MelaFind® features a hand-held imaging device that emits multiple wavelengths of light to obtain thousands of characteristics of suspicious pigmented skin lesions up to 2.5 mm deep into the skin. The system uses sophisticated, proprietary algorithms to analyze these data against a proprietary database of melanomas and benign lesions. Based on the analysis, the system generates an objective, detailed report with an immediate recommendation of whether the lesion should be biopsied. The key components of the MelaFind® system are listed below:

A hand-held imaging device comprised of several components:

• an illuminator that shines light of 10 different specific wavelengths, including near infra-red bands;
• a lens system composed of nine elements that creates images of the light reflected from the lesions;
• a photon (light) sensor; and
• an image processor employing proprietary algorithms to extract many discrete characteristics or features from the images.

Proprietary MelaFind® database of pigmented skin lesions. The database includes in vivo MelaFind® images and corresponding histological results of approximately 6,000 biopsied lesions from approximately 4,500 patients. EOS believes this is the largest such database in the US and a substantial barrier to competition.

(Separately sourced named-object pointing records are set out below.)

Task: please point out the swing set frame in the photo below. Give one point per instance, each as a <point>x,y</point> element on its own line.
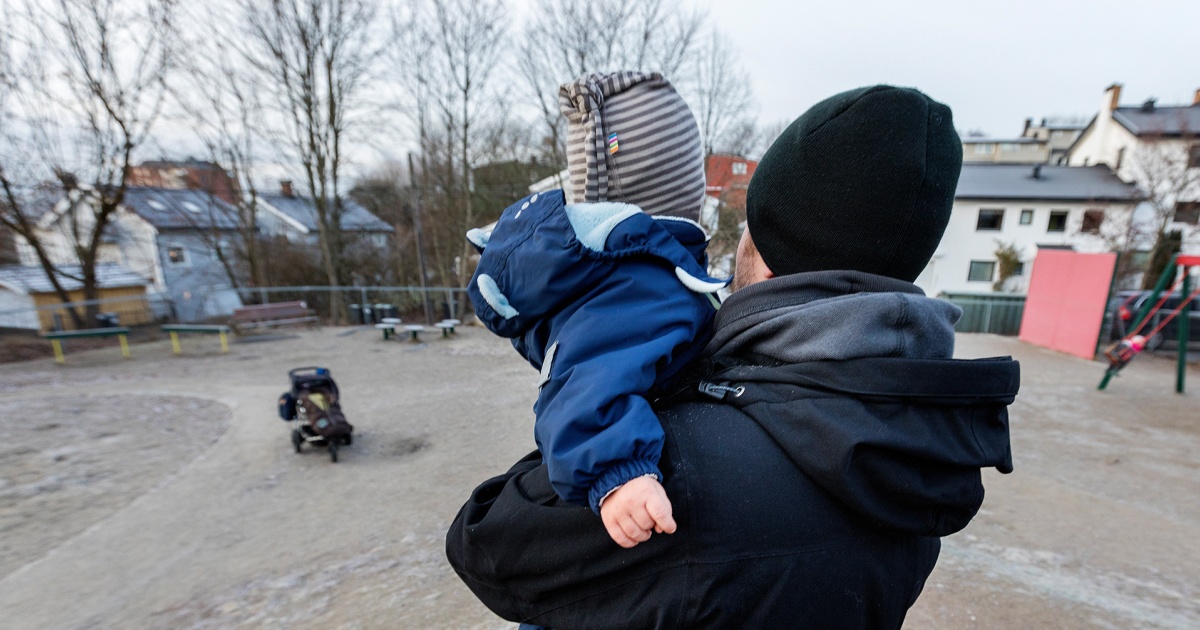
<point>1121,353</point>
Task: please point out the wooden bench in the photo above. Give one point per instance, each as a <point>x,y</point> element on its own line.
<point>57,339</point>
<point>177,329</point>
<point>447,327</point>
<point>271,315</point>
<point>388,325</point>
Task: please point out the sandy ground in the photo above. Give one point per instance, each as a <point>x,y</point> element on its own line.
<point>163,492</point>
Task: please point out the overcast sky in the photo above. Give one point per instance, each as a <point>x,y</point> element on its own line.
<point>995,63</point>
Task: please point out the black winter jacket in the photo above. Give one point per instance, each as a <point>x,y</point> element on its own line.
<point>809,493</point>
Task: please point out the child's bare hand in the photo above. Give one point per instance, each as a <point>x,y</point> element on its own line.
<point>636,510</point>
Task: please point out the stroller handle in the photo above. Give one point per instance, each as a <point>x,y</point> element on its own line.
<point>309,370</point>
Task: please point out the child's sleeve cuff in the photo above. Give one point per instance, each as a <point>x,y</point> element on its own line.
<point>618,475</point>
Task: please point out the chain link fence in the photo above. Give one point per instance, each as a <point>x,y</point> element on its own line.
<point>982,312</point>
<point>358,305</point>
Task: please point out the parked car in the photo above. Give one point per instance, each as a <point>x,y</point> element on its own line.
<point>1125,306</point>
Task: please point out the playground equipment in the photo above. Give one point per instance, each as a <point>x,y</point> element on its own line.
<point>1125,351</point>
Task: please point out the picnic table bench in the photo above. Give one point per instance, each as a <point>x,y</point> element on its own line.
<point>447,327</point>
<point>388,325</point>
<point>177,329</point>
<point>58,336</point>
<point>271,315</point>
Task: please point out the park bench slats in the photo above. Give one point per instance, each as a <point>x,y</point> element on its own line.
<point>271,315</point>
<point>202,329</point>
<point>57,339</point>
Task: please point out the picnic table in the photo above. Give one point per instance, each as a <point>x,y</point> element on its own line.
<point>447,327</point>
<point>57,337</point>
<point>271,315</point>
<point>175,330</point>
<point>388,325</point>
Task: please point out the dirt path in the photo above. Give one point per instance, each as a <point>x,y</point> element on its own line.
<point>162,492</point>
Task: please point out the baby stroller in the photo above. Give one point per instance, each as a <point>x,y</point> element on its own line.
<point>313,412</point>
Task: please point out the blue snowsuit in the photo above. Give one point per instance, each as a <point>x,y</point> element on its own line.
<point>607,303</point>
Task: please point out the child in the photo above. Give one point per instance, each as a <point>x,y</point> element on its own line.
<point>609,298</point>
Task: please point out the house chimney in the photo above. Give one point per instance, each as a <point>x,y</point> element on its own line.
<point>1114,95</point>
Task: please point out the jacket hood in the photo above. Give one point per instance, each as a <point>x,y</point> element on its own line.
<point>543,255</point>
<point>852,376</point>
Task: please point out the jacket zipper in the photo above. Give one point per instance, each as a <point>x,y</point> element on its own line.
<point>720,390</point>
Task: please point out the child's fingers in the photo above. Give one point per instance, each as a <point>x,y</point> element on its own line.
<point>641,515</point>
<point>659,509</point>
<point>618,535</point>
<point>636,533</point>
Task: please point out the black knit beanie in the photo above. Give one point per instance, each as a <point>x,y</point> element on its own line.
<point>863,181</point>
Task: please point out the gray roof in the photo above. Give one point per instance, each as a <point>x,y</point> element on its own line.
<point>300,209</point>
<point>1055,183</point>
<point>180,209</point>
<point>979,139</point>
<point>22,279</point>
<point>1159,120</point>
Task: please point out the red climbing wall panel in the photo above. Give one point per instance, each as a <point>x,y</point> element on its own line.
<point>1065,306</point>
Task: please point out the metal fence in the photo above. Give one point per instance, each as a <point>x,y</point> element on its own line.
<point>365,305</point>
<point>982,312</point>
<point>359,305</point>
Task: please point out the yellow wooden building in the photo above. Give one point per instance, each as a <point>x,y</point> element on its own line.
<point>28,299</point>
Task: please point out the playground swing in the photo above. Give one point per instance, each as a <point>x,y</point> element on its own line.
<point>1125,351</point>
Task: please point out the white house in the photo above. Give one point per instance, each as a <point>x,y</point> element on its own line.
<point>167,237</point>
<point>1029,207</point>
<point>1158,148</point>
<point>294,217</point>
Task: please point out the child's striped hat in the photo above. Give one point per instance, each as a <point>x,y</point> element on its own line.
<point>631,138</point>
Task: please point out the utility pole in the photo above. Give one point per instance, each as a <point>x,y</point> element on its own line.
<point>415,210</point>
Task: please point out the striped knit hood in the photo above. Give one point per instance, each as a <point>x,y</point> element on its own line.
<point>631,138</point>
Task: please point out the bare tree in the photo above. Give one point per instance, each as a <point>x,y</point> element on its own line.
<point>567,39</point>
<point>1168,172</point>
<point>89,88</point>
<point>313,58</point>
<point>723,99</point>
<point>449,54</point>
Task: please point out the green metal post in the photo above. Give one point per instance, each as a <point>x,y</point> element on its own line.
<point>1182,369</point>
<point>1164,281</point>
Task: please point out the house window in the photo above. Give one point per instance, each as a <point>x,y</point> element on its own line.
<point>1187,213</point>
<point>1092,221</point>
<point>990,219</point>
<point>982,270</point>
<point>1057,221</point>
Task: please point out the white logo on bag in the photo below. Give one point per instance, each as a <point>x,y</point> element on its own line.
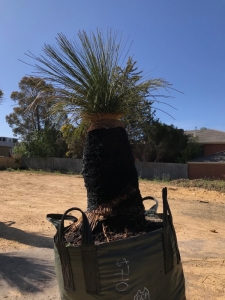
<point>142,295</point>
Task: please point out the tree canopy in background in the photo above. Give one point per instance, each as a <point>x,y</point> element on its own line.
<point>38,130</point>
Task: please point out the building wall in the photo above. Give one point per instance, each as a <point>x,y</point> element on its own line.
<point>213,148</point>
<point>206,170</point>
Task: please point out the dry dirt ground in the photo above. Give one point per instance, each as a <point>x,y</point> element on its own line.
<point>26,198</point>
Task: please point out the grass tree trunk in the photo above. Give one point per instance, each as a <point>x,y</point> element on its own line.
<point>111,178</point>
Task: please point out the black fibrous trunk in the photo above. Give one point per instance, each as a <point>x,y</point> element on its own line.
<point>110,175</point>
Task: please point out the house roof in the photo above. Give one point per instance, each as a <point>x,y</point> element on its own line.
<point>218,157</point>
<point>208,136</point>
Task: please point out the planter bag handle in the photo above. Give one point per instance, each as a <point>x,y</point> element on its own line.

MelaFind® lesion classifiers. The “brain” of the MelaFind® system, these sophisticated mathematical algorithms distinguish melanoma from non-melanoma by comparing the lesion’s features with the characteristics of the benign and malignant lesions stored in EOS’ the proprietary MelaFind® database.  

Lesion classifier development and training is an iterative process involving: (1) selection of the lesion features that provide for optimal lesion discrimination; (2) optimization of the mathematical formulas to differentiate benign lesions from melanoma; and (3) expansion of the size and diversity of our proprietary lesion database. The performance of the lesion classifiers is directly related to the size of the database used in classifier training, as well as the degree to which the training database is representative of the lesions that will be evaluated by MelaFind® in commercial use.

As with many diagnostic systems, the diagnostic performance of MelaFind® is characterized using two measures: (1) sensitivity — the ability to detect disease when it is present; and (2) specificity — the ability to exclude disease when it is not present. Since sensitivity and specificity are typically trade-offs, meaning that as one parameter increases the other decreases, the MelaFind® lesion classifier is developed and trained with the intention that MelaFind® will detect all melanomas in the training data set with the highest possible specificity.

MelaFind ® is currently under clinical investigation and is not yet available for commercial distribution in the United States or any other country. EOS has entered into a binding Protocol Agreement with the US Food and Drug Administration (FDA). EOS believes the presence of the Protocol Agreement, under which EOS and the agency agreed upon the specific parameters and conduct of the pivotal trial in order to establish the safety and effectiveness of MelaFind®, significantly enhances its ability to expedite the FDA approval process.